Advisor

The Datapreneurs: A Must-Read for CIOs on Their Data Technology Journey

Posted June 29, 2023 | Leadership |
Data journey

The recently published book The Datapreneurs is an unusual read. Author Bob Muglia, a former Microsoft executive, former President of Snowflake, and a venture investor, says his new book is “part memoir and part history of the people and technologies that made the data analytics era possible.” And I would add, it is part what people in futures research call a “reference projection.” In this case, it is a reference projection for data, analytics, humanity, and artificial intelligence (AI).

Topics in The Datapreneurs include the foundations of digitization, the emergence of cloud and the data economy, and the role of automation in future economic and political structures. Importantly, Muglia suggests that we are only at the beginning of the data era and claims that data is the most critical business asset, second only to employees. Given this, it is a must-read for CIOs trying to put together where data technologies are today and where they are going.

Foundations for Digitization

Muglia starts by sharing how relational databases transformed the computer industry. Without question, they made it easier to manage and retrieve data and write and run business applications. As a reminder, Muglia says, “Relational databases organized data into tables with keys to identify each row. They eliminated the hard-coded links between data, providing more flexibility in application design.”

Interestingly, when I worked for Peregrine, an earlier version of what is today ServiceNow, I was amazed to learn that its software was built on a pre-relational database. This made Peregrine hard to upgrade and even harder to maintain. Adding onto relational databases was SQL, which enabled data to be grouped into tables and relations to other tables using simple commands. Allen Taylor wrote in SQL for Dummies, “SQL is an industry-standard language designed to enable people to create databases, maintain data, and retrieve selected parts of data.”

The Move to Cloud Data

The big data era was initiated because of the explosion of the amount and variety of data.
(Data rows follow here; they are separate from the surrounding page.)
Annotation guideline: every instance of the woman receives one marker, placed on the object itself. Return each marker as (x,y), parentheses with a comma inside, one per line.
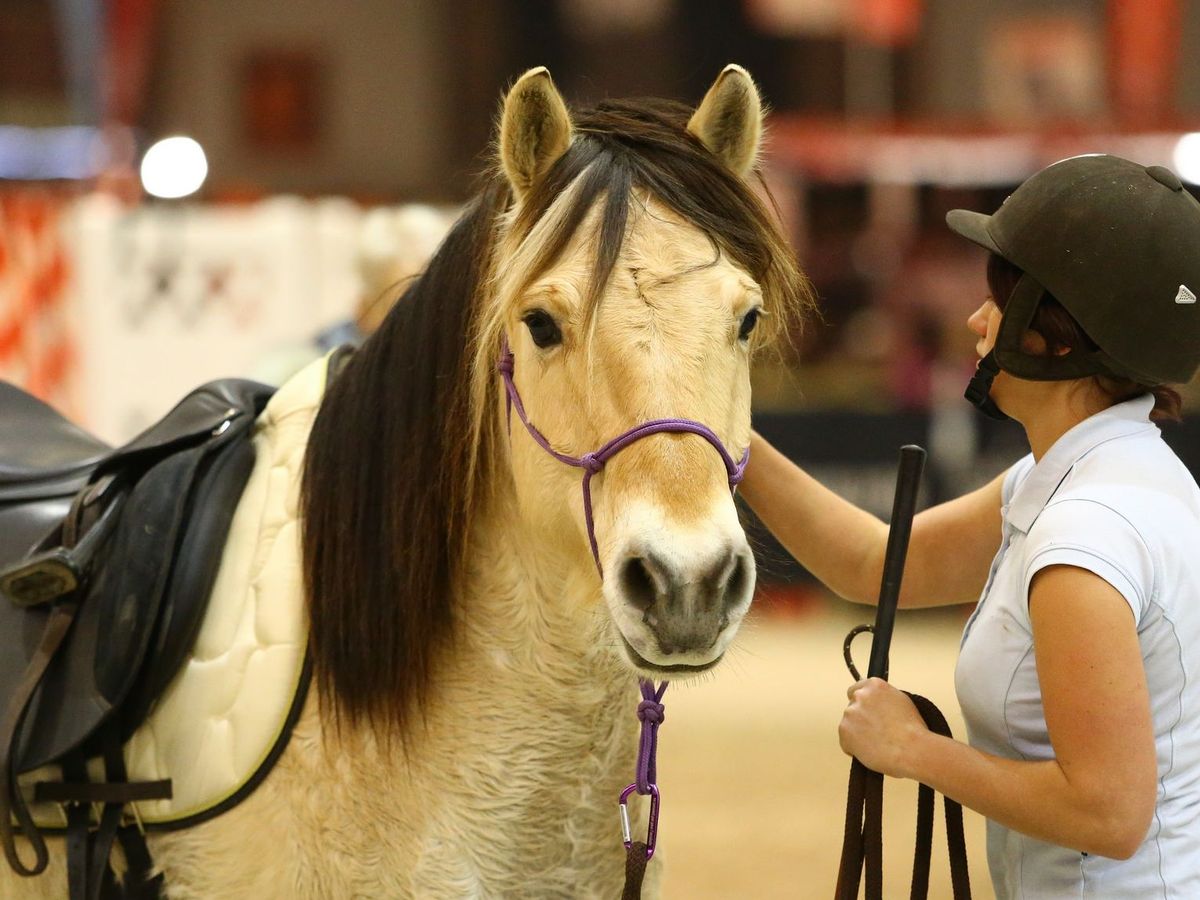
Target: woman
(1079,672)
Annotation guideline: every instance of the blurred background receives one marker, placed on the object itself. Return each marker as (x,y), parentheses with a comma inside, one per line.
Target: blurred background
(195,190)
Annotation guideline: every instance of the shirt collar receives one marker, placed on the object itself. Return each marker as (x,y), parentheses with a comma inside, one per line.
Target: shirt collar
(1035,492)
It included the fact that on-premises SQL could not scale to emerging workloads. However, big data’s Hadoop failed because it proved overly complex for all but the most tech-savvy organizations. Hadoop was brute-force and difficult to install, maintain, and manage.

Cloud has proved a game changer with an explosion of options through cloud vendors, including Amazon Web Services, Microsoft Azure, and Google. Cloud, without question, has become an essential platform for data management and analytics. Prior to the cloud, as organizations dealt with more diverse data (especially on premises), data chaos compounded. Muglia claims that cloud data lakes and data warehouses enable organizations to access unlimited computer and storage resources, support unlimited concurrent users, and pay for only the services that it uses.

The Modern Data Stack

The origin of the modern data stack is a 2020 Andreessen Horowitz white paper. According to Muglia, the modern data stack helps organizations manage and analyze their growing data. In contrast to past waves of technology, the modern data stack will not be provided by one vendor; it is instead an ecosystem of technologies provided by many companies and open source projects. Developed through a collection of products and services that work together in the cloud, the modern data stack is built in the cloud and takes advantage of its native capabilities. It includes the public cloud’s ability to scale, lower cost, and facilitate for data modeling with SQL databases.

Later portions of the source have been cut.